Submitted 13 June 2006; accepted in final form 15 November 2006

The superior paraolivary nucleus (SPON) is a prominent periolivary cell group of the superior olivary complex. SPON neurons use -aminobutyric acid (GABA) as their neurotransmitter and are contacted by large numbers of glycinergic and GABAergic punctate profiles, representing a dense inhibitory innervation from the medial nucleus of the trapezoid body (MNTB) and from collaterals of SPON axons, respectively. SPON neurons have low rates of spontaneous activity, respond preferentially to the offset of pure tones, and phase-lock to amplitude-modulated tones. To determine the roles of glycine and GABA in shaping SPON responses, we recorded from single units in the SPON of anesthetized rats before, during, and after application of the glycine receptor antagonist strychnine, the GABA_A receptor antagonist bicuculline, or both drugs applied simultaneously. Strychnine caused a major increase in spike counts during the stimulus presentation, followed by the disappearance of offset spikes. In half of the recorded units, bicuculline caused moderately increased firing during the stimulus.
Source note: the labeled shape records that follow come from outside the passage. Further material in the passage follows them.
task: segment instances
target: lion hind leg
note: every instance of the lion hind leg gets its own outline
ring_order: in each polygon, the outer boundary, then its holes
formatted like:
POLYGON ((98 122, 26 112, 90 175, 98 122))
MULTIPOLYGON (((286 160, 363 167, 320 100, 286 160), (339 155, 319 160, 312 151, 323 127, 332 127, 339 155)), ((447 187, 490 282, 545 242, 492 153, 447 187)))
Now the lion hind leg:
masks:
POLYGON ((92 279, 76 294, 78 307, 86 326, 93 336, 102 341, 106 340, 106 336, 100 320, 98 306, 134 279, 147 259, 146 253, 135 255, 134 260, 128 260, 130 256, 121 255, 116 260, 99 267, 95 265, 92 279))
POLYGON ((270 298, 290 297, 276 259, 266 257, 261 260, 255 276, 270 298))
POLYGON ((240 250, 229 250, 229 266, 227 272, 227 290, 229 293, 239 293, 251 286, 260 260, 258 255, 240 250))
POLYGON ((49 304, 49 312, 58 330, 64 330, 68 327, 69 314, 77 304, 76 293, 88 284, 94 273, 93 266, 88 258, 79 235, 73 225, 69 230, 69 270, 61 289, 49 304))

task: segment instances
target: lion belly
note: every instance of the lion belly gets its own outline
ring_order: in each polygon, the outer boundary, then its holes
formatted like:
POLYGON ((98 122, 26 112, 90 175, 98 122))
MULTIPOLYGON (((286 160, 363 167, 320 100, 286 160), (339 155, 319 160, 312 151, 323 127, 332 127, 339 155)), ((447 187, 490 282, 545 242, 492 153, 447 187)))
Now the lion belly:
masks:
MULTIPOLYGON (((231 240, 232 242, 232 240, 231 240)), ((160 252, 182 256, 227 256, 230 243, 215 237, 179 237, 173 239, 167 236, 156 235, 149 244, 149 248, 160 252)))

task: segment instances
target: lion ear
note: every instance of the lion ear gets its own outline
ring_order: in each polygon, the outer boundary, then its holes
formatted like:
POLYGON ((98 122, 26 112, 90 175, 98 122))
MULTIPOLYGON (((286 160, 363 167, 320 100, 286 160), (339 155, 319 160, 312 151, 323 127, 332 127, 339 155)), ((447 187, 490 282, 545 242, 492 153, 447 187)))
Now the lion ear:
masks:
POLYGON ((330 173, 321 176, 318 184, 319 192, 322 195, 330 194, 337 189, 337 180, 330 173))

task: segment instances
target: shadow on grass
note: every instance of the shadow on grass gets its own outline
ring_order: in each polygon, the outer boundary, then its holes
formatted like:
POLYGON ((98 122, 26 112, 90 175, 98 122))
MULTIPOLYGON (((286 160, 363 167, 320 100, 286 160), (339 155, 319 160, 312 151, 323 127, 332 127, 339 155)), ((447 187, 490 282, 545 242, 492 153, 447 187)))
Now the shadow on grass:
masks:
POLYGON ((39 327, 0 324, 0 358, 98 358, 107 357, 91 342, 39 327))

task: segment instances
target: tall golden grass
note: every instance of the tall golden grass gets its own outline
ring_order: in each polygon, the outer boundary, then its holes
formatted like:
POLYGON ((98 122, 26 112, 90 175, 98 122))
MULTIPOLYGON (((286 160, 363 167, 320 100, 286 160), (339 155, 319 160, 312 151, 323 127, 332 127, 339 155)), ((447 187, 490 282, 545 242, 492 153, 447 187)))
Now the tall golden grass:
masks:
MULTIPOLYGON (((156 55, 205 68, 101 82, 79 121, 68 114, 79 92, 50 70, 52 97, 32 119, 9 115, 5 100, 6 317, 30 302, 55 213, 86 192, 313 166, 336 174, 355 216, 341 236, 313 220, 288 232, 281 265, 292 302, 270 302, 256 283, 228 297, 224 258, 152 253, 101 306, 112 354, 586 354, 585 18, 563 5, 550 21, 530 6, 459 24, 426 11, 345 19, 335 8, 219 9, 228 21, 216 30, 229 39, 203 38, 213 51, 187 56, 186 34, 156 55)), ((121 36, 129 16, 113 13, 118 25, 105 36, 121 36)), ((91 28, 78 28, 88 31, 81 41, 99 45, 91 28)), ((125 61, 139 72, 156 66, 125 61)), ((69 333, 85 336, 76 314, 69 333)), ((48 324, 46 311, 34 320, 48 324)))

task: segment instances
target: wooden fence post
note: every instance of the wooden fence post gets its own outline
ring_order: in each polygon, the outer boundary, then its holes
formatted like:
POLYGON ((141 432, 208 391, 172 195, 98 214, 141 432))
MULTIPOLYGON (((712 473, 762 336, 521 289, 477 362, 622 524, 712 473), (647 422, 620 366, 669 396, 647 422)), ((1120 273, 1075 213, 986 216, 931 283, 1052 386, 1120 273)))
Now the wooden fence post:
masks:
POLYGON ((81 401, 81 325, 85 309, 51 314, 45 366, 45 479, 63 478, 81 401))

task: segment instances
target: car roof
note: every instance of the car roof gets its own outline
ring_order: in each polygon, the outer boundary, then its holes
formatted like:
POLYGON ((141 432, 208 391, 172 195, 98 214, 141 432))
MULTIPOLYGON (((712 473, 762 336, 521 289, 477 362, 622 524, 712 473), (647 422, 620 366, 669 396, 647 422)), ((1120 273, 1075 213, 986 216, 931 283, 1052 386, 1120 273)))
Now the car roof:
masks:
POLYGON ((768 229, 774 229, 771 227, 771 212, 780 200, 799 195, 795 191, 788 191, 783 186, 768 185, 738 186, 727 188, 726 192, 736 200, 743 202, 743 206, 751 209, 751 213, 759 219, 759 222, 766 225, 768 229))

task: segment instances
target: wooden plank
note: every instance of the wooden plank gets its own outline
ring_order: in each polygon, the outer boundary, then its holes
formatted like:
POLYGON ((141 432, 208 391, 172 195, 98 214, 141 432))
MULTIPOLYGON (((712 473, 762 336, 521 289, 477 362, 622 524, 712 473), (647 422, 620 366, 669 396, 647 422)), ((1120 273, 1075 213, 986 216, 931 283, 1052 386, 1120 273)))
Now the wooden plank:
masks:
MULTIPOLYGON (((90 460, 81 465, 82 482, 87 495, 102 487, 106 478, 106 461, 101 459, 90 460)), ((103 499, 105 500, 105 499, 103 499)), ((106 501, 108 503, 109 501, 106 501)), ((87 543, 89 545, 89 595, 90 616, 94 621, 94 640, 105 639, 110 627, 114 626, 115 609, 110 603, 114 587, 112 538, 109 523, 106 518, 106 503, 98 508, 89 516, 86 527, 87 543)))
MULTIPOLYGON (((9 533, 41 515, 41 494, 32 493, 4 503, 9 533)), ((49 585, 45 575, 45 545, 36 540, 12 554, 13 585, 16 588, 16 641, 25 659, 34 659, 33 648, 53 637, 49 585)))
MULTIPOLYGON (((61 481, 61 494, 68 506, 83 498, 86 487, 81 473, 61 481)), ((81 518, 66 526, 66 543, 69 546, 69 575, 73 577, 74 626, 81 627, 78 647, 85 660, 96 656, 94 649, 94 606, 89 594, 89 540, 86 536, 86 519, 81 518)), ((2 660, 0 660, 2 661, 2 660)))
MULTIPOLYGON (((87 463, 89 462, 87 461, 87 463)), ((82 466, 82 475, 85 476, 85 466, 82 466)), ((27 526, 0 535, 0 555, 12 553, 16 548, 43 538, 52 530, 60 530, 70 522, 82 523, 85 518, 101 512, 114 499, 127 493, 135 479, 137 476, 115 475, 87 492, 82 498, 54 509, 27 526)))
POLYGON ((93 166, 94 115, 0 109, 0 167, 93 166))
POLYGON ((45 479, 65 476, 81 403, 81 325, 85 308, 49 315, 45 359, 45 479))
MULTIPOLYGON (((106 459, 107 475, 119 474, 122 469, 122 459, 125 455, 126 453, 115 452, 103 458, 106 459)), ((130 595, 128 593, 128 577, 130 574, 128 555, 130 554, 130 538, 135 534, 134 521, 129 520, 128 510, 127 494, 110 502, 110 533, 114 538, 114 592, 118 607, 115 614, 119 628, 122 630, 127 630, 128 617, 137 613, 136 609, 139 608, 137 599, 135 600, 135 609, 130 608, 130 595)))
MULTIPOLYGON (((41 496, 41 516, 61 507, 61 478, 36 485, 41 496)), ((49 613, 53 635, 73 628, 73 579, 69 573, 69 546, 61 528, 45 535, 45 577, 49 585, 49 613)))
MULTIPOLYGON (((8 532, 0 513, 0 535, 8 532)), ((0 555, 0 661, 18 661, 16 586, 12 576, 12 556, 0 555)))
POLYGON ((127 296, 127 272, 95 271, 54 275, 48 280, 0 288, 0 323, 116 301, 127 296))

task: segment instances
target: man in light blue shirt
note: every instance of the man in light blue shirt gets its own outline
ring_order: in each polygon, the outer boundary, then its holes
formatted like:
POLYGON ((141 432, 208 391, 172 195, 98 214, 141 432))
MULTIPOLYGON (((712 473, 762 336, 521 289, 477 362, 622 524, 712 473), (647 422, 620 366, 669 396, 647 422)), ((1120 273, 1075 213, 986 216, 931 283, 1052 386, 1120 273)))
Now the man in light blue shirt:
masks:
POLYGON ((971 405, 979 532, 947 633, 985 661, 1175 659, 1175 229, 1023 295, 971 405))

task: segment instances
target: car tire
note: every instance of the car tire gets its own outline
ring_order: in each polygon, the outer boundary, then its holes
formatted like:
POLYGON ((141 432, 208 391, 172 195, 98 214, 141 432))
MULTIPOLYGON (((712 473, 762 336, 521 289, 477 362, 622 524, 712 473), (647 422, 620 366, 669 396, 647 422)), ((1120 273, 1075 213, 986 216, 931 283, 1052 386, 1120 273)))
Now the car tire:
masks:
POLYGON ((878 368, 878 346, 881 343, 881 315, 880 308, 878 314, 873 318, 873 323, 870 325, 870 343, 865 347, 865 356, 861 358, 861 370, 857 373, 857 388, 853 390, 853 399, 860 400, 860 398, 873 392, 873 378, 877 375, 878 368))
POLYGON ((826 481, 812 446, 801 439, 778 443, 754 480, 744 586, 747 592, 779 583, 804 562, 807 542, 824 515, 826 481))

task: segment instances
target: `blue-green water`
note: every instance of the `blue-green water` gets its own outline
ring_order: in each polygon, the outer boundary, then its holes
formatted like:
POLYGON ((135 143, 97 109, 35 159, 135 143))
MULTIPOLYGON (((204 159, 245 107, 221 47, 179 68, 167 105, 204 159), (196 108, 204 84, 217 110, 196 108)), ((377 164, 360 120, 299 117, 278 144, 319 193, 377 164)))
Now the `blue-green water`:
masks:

However, in 86% of units bicuculline also caused a large increase in the magnitude of the offset response. Application of the drug cocktail caused increased spontaneous activity, dramatically increased spike counts during the stimulus presentation, and eliminated the offset response in most units. We conclude that glycinergic inhibition from the MNTB suppresses SPON spiking during sound stimulation and is essential in generating offset responses. GABAergic inhibition, presumably from intrinsic SPON collaterals, plays a subtler role, contributing in some cells to suppression of firing during the stimulus and in most cells to restrict firing after stimulus offset.